アクロニス・ジャパンは6月22日、「医療機関のサイバーセキュリティにおける脆弱性トップ7」を公開した。今回、この脆弱性リストを発表したAcronis グローバル最高営業責任者を務めるKatya Ivanova氏に話を聞いた。世界中のサイバー犯罪者から狙われている医療機関が組織を守るには、どのような手を打つ必要があるのだろうか。

  • Acronis グローバル最高営業責任者 Katya Ivanova氏

医療機関が抱える7つの脆弱性

医療記録には機密情報が多く含まれることから、医療機関を狙ったサイバー攻撃は増加の一途をたどっている。医療機関から盗んだ患者のデータなどは、架空請求、脅迫、払戻を受けられるとうたう偽の納税申告提出、処方薬や医療機器の注文を装うなどの手段を通じて、収益化しやすいものだという。
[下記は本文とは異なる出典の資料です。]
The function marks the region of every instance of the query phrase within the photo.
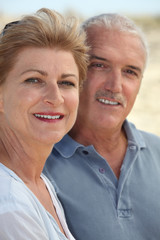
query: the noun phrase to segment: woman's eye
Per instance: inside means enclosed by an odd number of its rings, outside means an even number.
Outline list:
[[[70,86],[75,86],[75,83],[71,82],[71,81],[62,81],[58,83],[61,86],[66,86],[66,87],[70,87]]]
[[[104,68],[104,64],[102,63],[91,63],[89,68]]]
[[[41,80],[39,78],[28,78],[25,80],[25,83],[39,83]]]

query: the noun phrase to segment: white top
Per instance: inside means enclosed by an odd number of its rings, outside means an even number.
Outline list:
[[[71,235],[64,211],[50,181],[41,175],[69,240]],[[37,197],[9,168],[0,163],[0,239],[67,240],[57,222]]]

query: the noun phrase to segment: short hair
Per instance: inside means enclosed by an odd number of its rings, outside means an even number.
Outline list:
[[[18,53],[25,47],[58,48],[71,52],[79,69],[79,82],[86,78],[88,46],[78,19],[64,18],[56,11],[41,8],[33,15],[6,25],[0,35],[0,84],[14,67]]]
[[[104,13],[87,19],[82,23],[81,28],[87,32],[92,26],[104,27],[106,30],[111,31],[117,30],[139,37],[146,53],[147,63],[149,55],[148,42],[141,28],[139,28],[133,20],[117,13]]]

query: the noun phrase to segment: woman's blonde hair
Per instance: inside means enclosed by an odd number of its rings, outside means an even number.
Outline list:
[[[71,52],[79,69],[80,85],[86,78],[88,47],[76,18],[64,18],[42,8],[20,21],[9,23],[0,35],[0,84],[13,68],[18,53],[25,47],[58,48]]]

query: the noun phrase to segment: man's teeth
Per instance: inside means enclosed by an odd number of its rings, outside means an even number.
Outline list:
[[[102,102],[104,104],[110,104],[110,105],[118,105],[119,103],[118,102],[112,102],[112,101],[109,101],[107,99],[98,99],[99,102]]]
[[[39,118],[47,118],[47,119],[59,119],[60,118],[60,115],[57,115],[57,116],[41,115],[41,114],[34,114],[34,115]]]

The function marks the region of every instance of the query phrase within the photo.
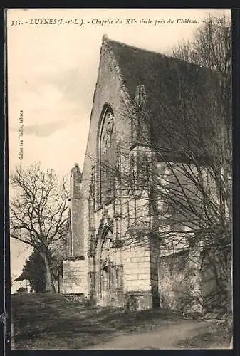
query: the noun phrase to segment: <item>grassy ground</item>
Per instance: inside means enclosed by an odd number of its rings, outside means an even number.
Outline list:
[[[108,342],[110,343],[111,347],[113,345],[114,348],[115,340],[125,337],[127,340],[130,336],[133,337],[134,347],[135,343],[138,344],[140,337],[145,337],[150,340],[152,334],[157,334],[161,330],[171,335],[173,327],[182,330],[184,327],[187,328],[186,330],[192,328],[192,324],[194,328],[199,327],[193,320],[183,320],[176,314],[162,309],[125,313],[114,308],[83,307],[78,302],[66,301],[59,294],[12,295],[11,313],[15,348],[19,350],[85,349],[99,344],[107,345]],[[212,331],[212,325],[209,328]],[[199,324],[197,333],[204,335],[210,329],[206,330],[205,326]],[[189,337],[182,340],[182,343],[180,340],[178,347],[184,348],[185,343],[187,347],[197,348],[196,345],[199,338],[194,339],[194,335],[184,333],[184,337]],[[172,337],[172,344],[174,336]],[[211,337],[208,339],[206,335],[203,337],[204,347],[208,347],[207,345],[212,342]],[[222,335],[216,337],[220,344],[222,338]],[[150,345],[147,348],[151,348]],[[157,348],[161,348],[161,346],[159,345]],[[221,345],[221,347],[224,346]]]
[[[206,349],[217,348],[228,349],[230,336],[224,330],[213,330],[204,333],[200,335],[184,339],[177,343],[179,348]]]

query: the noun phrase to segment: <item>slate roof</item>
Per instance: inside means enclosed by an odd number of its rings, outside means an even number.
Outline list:
[[[21,274],[17,278],[15,279],[15,281],[19,282],[19,281],[24,281],[25,279],[28,280],[28,281],[31,281],[33,278],[32,278],[32,276],[30,275],[30,273],[28,273],[27,272],[24,271],[21,273]]]
[[[189,137],[192,145],[199,150],[201,135],[207,136],[211,132],[209,93],[214,73],[193,63],[110,40],[106,36],[103,41],[113,51],[132,98],[137,85],[144,85],[152,134],[157,145],[171,150],[173,144],[175,150],[184,150],[189,145],[186,142],[188,131],[192,134]],[[191,108],[193,102],[188,105],[191,93],[196,102],[194,112]],[[179,108],[182,96],[185,97],[185,112]],[[170,142],[172,140],[174,142]]]

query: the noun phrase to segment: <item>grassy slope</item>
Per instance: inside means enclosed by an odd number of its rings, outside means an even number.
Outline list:
[[[61,295],[46,293],[12,295],[12,317],[16,348],[28,350],[86,348],[120,335],[181,323],[179,316],[161,309],[124,313],[113,308],[86,308]],[[197,340],[186,339],[187,347],[194,342],[190,347],[197,348]]]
Ivanova氏が発表した医療機関が抱える7つの脆弱性とは、以下の通りだ。

限られた予算

医療機関は、他の業界に比べてテクノロジーへの投資が少なく、53%がテクノロジーの予算は予算全体の10%未満と回答したという。

ITスタッフの不足

当然かもしれないが、予算が足りないと、侵害を監視・防止・復旧するスタッフも少なくなる。その結果、医療機関がセキュリティを確保するにあたっては、ITベンダーに外注せざるをえなくなっている。

古いシステム

医療機関では、システム更新のコストが高すぎたり、互換性の問題から古いシステムを使い続けたりすることがある。しかし、メーカーのサポートがない場合、セキュリティパッチが提供されないことを意味する。
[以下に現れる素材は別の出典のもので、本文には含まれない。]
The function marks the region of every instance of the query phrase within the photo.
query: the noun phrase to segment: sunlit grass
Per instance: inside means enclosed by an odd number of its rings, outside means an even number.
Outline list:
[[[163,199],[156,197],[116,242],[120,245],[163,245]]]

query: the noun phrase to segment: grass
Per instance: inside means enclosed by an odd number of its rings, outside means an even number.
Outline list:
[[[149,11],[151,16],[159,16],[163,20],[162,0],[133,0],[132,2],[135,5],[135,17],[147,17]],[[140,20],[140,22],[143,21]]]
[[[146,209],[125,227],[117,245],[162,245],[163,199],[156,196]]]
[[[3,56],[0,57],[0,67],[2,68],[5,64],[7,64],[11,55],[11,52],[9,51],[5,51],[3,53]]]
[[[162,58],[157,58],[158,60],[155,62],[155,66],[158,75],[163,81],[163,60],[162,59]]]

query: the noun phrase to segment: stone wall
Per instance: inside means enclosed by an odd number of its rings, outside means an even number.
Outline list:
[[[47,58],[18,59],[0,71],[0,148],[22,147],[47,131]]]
アクロニスは古いシステムのリスクを緩和するための対策として、次の3つの対策を講じることを推奨している。

  • ソフトウェアのバージョンとベンダーの数を減らす
  • ネットワークのセグメントを分、攻撃やインシデントを隔離する
  • セキュリティオペレーションセンター(SOC)の具体的な責任を記載したワークフロー図を作成する

ちなみに、Ivanova氏によると、同社はWindows XS/2000といったマイクロソフトのサポートが終了しているOSも独自でサポートしているという。

医療IoT

クラウドプラットフォームに接続された、患者データを格納・分析するデバイスは大きな脆弱性となるという。IBMの調査によると、1床あたり、平均10~15台のデバイスが接続されていることがわかっている。

断片化したセキュリティアーキテクチャ

複数のポイントセキュリティソリューションを利用していることで、サイバー犯罪者が機密データにアクセスしたり、ランサムウェアを展開したりする前に、攻撃の潜在要因を特定して脆弱性を修復することが困難になるという。

フィッシング詐欺

人的要因は、サイバー犯罪者が特に多用する侵入ポイントの一つであり、電子メールとWebサイトに伴うリスクに関する従業員の意識向上の欠落が、医療従事者にとって壊滅的な被害をもたらすリスクがあるという。

ランサムウェア

上述したように、医療機関が抱えるデータは機密性が高い。そのため、管理者が身代金を払う確率が高く、医療機関はランサムウェア攻撃の主要な標的となっている。

Ivanova氏は、「パートナー企業と話していても、50%がセキュリティの重要性を認識しているが、その組織の50%はランサムウェアにかからないと思っている。日本の医療業界でもランサムウェア攻撃が続いており、病院のセキュリティレベルを上げること、バックアップのコピーを担保することが奨励されるようになった。しかし、これは予算が少ない医療機関にとって、簡単なことではない」と指摘した。

  • 医療機関のサイバーセキュリティにおける脆弱性トップ7

医療機関が実施すべきセキュリティ対策

このような医療機関がセキュリティを確保するために、どうしたらよいのだろうか。Ivanova氏に尋ねたところ、3つの対策を教えてくれた。

セキュリティコントロールのチェックリストを導入

同社は、脆弱性を評価できるツール「CyberFit Score」を無償で提供している。このツールは、エンドポイント、デバイス、IT環境のセキュリティ体制を評価するもの。残念ながら日本語版は提供されていないが、利用には問題ない。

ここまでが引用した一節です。